On Wed, Mar 9, 2011 at 6:24 AM, iamniche <nichola...@yahoo.co.uk> wrote:
> Hello Jens,
>
> I am currently researching possible solutions for inferencing on very
> large data sets and came across Mandarax whilst surveying the current
> situation with regards to inference engines, etc.
>
> I note that Mandarax has a completely unique approach to this problem
> and so have a few questions to aid my research (I will definitely
> download it and evaluate)
>
> Firstly, I am looking to integrate a distributed factbase and have
> been looking at various graph databases e.g. Neo4J. Would it be fairly
> involved to integrate Mandarax
> with a graph database?

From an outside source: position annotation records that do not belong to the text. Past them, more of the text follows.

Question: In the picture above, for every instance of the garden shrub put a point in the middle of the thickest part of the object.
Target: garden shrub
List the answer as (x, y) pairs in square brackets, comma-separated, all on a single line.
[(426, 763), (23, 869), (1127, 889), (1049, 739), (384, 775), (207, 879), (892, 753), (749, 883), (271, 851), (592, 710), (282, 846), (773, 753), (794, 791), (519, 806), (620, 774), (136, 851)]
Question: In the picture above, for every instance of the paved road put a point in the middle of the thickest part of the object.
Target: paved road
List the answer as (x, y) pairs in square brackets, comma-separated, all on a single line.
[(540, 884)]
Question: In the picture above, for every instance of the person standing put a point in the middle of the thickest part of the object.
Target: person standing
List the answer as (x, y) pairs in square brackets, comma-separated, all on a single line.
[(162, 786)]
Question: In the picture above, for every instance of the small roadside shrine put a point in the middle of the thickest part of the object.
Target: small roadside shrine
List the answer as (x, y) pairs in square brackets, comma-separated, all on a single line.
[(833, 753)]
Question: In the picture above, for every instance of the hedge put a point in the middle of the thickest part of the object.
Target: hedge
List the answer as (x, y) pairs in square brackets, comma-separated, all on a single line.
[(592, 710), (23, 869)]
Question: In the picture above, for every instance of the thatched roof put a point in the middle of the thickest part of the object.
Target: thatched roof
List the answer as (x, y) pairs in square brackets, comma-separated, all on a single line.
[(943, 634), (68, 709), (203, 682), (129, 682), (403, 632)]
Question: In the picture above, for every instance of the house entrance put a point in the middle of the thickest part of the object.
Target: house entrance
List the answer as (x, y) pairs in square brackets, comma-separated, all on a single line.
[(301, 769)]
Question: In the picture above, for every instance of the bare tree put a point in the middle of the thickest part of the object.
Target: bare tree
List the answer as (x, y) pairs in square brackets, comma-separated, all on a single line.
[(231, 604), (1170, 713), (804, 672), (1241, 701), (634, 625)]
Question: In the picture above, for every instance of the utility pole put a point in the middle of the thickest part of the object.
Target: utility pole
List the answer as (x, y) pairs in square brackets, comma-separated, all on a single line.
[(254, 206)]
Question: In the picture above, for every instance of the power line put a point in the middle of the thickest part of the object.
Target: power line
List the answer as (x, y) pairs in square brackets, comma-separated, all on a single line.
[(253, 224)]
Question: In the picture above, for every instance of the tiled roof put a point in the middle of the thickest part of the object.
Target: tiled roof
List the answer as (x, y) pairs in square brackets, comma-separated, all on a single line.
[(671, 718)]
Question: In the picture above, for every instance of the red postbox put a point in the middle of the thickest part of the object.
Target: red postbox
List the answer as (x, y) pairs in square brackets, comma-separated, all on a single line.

Would I be better integrating Madarax with a
> relational database first?
I haven't used Neo4J but I don't think integration would be difficult.
You will probably extract the facts from edges and edge and vertex
properties. The key to scalability would be to have lazy, iterator
based access to these graph elements (and I assume that Neo4J has an
API for this, it might be called traverser or graph walker). Then you
can integrate the DB into the rules using includes (see manual for an
example).
>
> Secondly, I have a ruleset that is currently deployed in Drools. Will
> it be fairly trivial to translate those rules into Mandarax rules for
> compilation? I will have to investigate this further.
>
This depends .. In drools you can modify objects in rule heads.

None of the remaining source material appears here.